The transistor may be part of an inverter supplying power to the
wireless power transmission device.
[0062] The method of obtaining the training set may be automated.
In other words, steps a1) through to a5) may be automated.
[0063] In a fourth aspect, there is provided a computer-readable
storage medium comprising instructions which, when executed by a
computer, cause the computer to carry out the first aspect and/or
the third aspect.
BRIEF DESCRIPTION OF THE FIGURES
[0064] A preferred embodiment will now be described with reference
to the accompanying figures, in which:
[0065] FIG. 1 is a circuit diagram of a wireless power transmission
system, an a nearby electronic receiver device.
[0066] FIG. 2 shows a sample source-drain waveform as viewed on an
oscilloscope with a foreign object present.
[0067] FIG. 3 shows sample source-drain waveforms as viewed on an
oscilloscope with a foreign object present, and sample source-drain
waveforms as viewed on an oscilloscope with no foreign object
present.
[0068] FIG. 4 shows a training dataset consisting of n source-drain
waveform vectors.
[0069] FIG. 5 shows a flow chart of the steps involved in
determining/calculating a classifier.
[0070] FIG. 6 shows a flow chart of the steps involved in
determining whether a foreign object is present.
DETAILED DESCRIPTION
[0071] As used herein, computer is intended to have a broad
definition.
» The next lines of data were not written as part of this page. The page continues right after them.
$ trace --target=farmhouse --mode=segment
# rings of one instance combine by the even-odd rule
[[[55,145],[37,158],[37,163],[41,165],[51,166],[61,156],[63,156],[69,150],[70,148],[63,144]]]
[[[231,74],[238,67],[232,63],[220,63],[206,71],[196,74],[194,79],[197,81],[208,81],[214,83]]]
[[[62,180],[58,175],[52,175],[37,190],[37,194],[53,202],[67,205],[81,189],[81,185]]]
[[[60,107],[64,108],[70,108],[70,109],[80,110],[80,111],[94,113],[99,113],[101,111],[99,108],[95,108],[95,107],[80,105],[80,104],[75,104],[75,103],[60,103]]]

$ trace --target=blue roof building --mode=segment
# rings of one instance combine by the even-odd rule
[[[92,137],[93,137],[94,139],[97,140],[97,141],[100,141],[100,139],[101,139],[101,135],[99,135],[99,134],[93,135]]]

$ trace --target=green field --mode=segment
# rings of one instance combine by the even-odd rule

It includes a desktop PC, laptop PC, integrated circuit
board, printed circuit board, processor, microprocessor, microchip,
or any other component capable of performing computations.
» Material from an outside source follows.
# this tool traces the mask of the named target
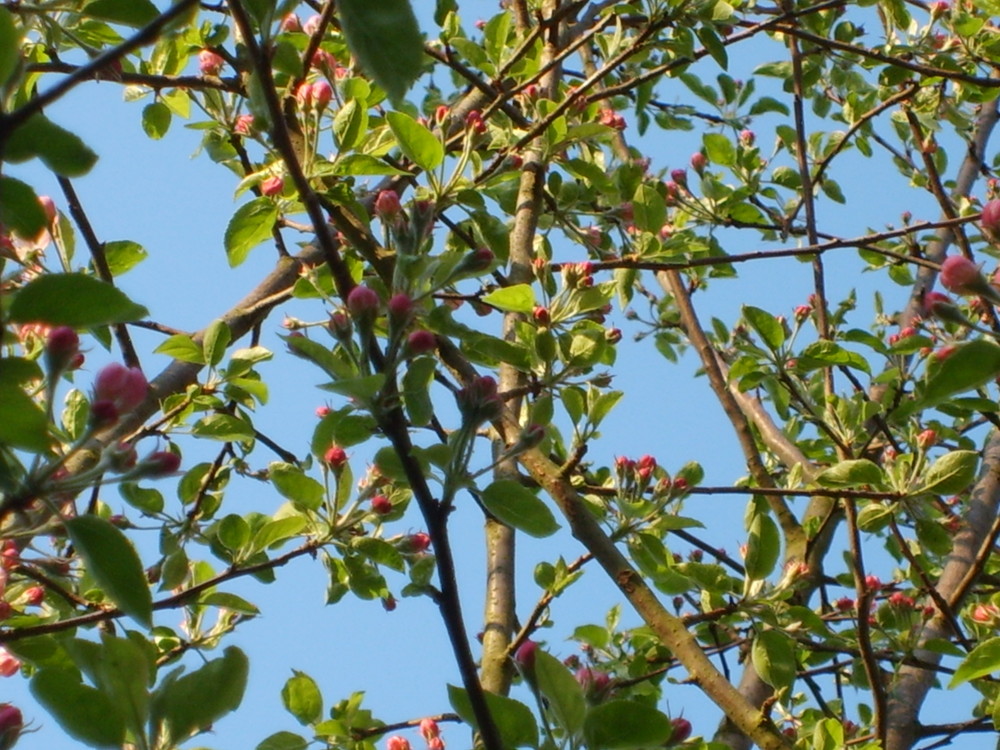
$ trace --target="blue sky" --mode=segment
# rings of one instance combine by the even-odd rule
[[[477,5],[483,8],[484,16],[495,8],[492,3]],[[475,13],[466,15],[470,24],[475,17]],[[424,28],[432,29],[426,19]],[[775,49],[772,54],[778,55],[780,50]],[[734,77],[748,77],[749,68],[740,71],[737,66],[753,65],[757,60],[734,58],[730,73]],[[766,85],[764,81],[758,83],[761,87]],[[675,91],[680,92],[678,97],[684,95],[676,82],[666,82],[661,88],[661,98],[666,100]],[[121,286],[133,299],[149,307],[155,320],[196,330],[251,289],[271,268],[274,253],[264,245],[254,250],[239,268],[229,268],[222,236],[236,206],[234,180],[204,156],[191,158],[198,146],[199,133],[184,129],[179,120],[175,119],[164,140],[148,140],[139,123],[141,104],[122,102],[121,90],[115,84],[89,84],[51,108],[49,115],[79,134],[100,155],[93,172],[76,181],[99,237],[135,240],[150,252],[148,260],[122,277]],[[654,158],[654,168],[684,166],[695,147],[696,141],[676,134],[647,135],[643,141],[648,153],[671,155],[666,160]],[[912,210],[918,219],[936,216],[929,201],[923,204],[927,213],[921,213],[921,206],[902,201],[899,206],[892,206],[896,196],[889,186],[893,180],[900,181],[898,176],[880,171],[878,179],[872,179],[872,175],[864,172],[871,169],[866,162],[856,164],[856,174],[841,176],[851,200],[848,207],[829,203],[821,207],[823,220],[836,216],[842,222],[844,235],[861,234],[867,226],[878,228],[886,221],[895,222],[904,209]],[[9,172],[31,181],[40,193],[52,195],[57,206],[65,208],[54,180],[37,168],[26,165],[11,168]],[[850,178],[857,179],[853,187],[847,182]],[[902,189],[899,194],[903,197]],[[730,252],[751,249],[754,248],[727,247]],[[84,257],[85,248],[80,243],[78,262]],[[858,327],[870,326],[871,290],[878,279],[858,274],[852,251],[839,251],[826,258],[831,299],[839,299],[849,289],[858,288],[861,306],[854,314],[854,322]],[[731,322],[738,316],[741,304],[790,316],[794,305],[804,301],[811,284],[809,266],[794,260],[746,264],[739,270],[739,280],[717,282],[707,294],[699,295],[699,314],[704,321],[714,315]],[[893,304],[887,307],[892,309]],[[322,316],[321,310],[310,305],[289,304],[282,311],[305,319]],[[261,410],[258,426],[293,452],[304,454],[315,421],[314,409],[324,402],[326,394],[312,387],[322,380],[317,370],[283,355],[283,345],[277,338],[282,333],[280,320],[280,315],[272,316],[265,325],[262,343],[278,356],[260,368],[271,386],[271,401]],[[620,311],[615,311],[613,321],[629,331]],[[147,373],[155,374],[168,362],[149,353],[160,337],[142,331],[135,331],[134,336]],[[89,383],[104,358],[104,353],[96,348],[88,354],[87,372],[81,375],[81,384]],[[690,355],[683,367],[668,366],[655,352],[650,339],[639,345],[622,345],[616,385],[625,391],[626,397],[605,423],[602,430],[605,439],[595,446],[593,460],[652,453],[671,470],[689,460],[700,461],[706,469],[708,484],[731,484],[741,476],[743,463],[736,440],[707,384],[694,378],[694,368]],[[635,429],[636,424],[642,424],[643,429]],[[200,460],[199,451],[213,447],[182,441],[185,465]],[[266,450],[259,450],[258,461],[271,460]],[[279,505],[266,486],[250,481],[237,483],[227,497],[227,502],[239,512],[273,511]],[[114,489],[104,493],[104,500],[114,507],[124,507]],[[692,515],[711,519],[719,545],[735,551],[744,536],[743,507],[744,501],[739,498],[712,497],[692,499],[688,510]],[[399,531],[420,528],[415,509],[398,524]],[[480,514],[472,507],[460,507],[453,519],[453,538],[461,561],[460,584],[466,595],[465,614],[472,634],[478,629],[482,609],[480,528]],[[152,549],[155,534],[150,532],[148,536]],[[537,587],[531,581],[534,562],[551,560],[559,553],[572,560],[581,551],[565,533],[554,542],[522,541],[519,549],[523,571],[519,582],[522,616],[530,611],[537,596]],[[877,572],[883,578],[891,577],[888,568]],[[397,580],[396,584],[401,586],[402,581]],[[277,583],[269,587],[246,580],[227,587],[226,590],[245,596],[262,609],[261,617],[241,625],[230,640],[250,654],[251,685],[241,710],[220,721],[215,736],[192,741],[189,747],[243,750],[254,747],[273,731],[299,730],[280,704],[281,685],[291,675],[291,669],[305,671],[320,683],[327,706],[355,690],[365,690],[368,706],[386,721],[449,710],[444,685],[446,681],[457,683],[458,676],[440,618],[428,600],[400,600],[398,609],[392,613],[383,611],[378,602],[358,602],[350,597],[336,607],[325,607],[325,587],[322,566],[307,558],[278,571]],[[576,625],[603,622],[606,610],[615,601],[617,597],[610,582],[598,570],[589,570],[583,582],[558,600],[553,609],[558,628],[546,636],[553,653],[561,657],[573,653],[573,644],[563,638]],[[157,621],[173,626],[178,617],[175,613],[160,613]],[[638,624],[638,621],[625,610],[623,624]],[[26,718],[39,729],[26,735],[19,749],[68,750],[78,746],[43,711],[33,708],[25,682],[12,678],[4,680],[0,687],[2,700],[20,705]],[[668,689],[668,696],[671,710],[683,709],[695,724],[696,733],[711,733],[717,714],[694,688],[673,687]],[[464,733],[459,730],[446,728],[445,738],[451,740],[451,747],[456,750],[465,746]],[[953,745],[963,746],[974,745]]]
[0072] FIG. 1 is a circuit diagram of a wireless power transmission
system 100 of the present invention, and a nearby electronic
receiver device 102.
[0073] The wireless power transmission system 100 includes a DC
power supply 104, inverter 106 and a Qi inductive wireless power
transmission device 108. For illustrative purposes, the Qi
inductive wireless power transmission device is shown as a simple
induction loop. As the skilled person understands, the invention is
suitable for use with any inductive wireless power transmission
device. A Qi device is merely specified to put the invention into
context.
[0074] Electronic receiver device 102 is illustrated within
wireless power transfer range of the wireless power transfer device
108.
[0075] Electronic receiver device 102 is illustrated as an inductor
coil L.sub.s coupled to a load Z. A foreign object can be
illustrated in a similar way, but the impedance of the load in a
foreign object is different from the impedance of the load in an
electronic receiver device. It is this difference in impedance that
enables foreign objects to be detected.
[0076] In fact, the impedance of a tuned electronic receiver device
behaves as a resistive load, while a foreign object (which is not
tuned to the wireless power transmission device/system) may behave
as either a capacitive load, or an inductive load. The source-drain
waveform responds differently to these different load types.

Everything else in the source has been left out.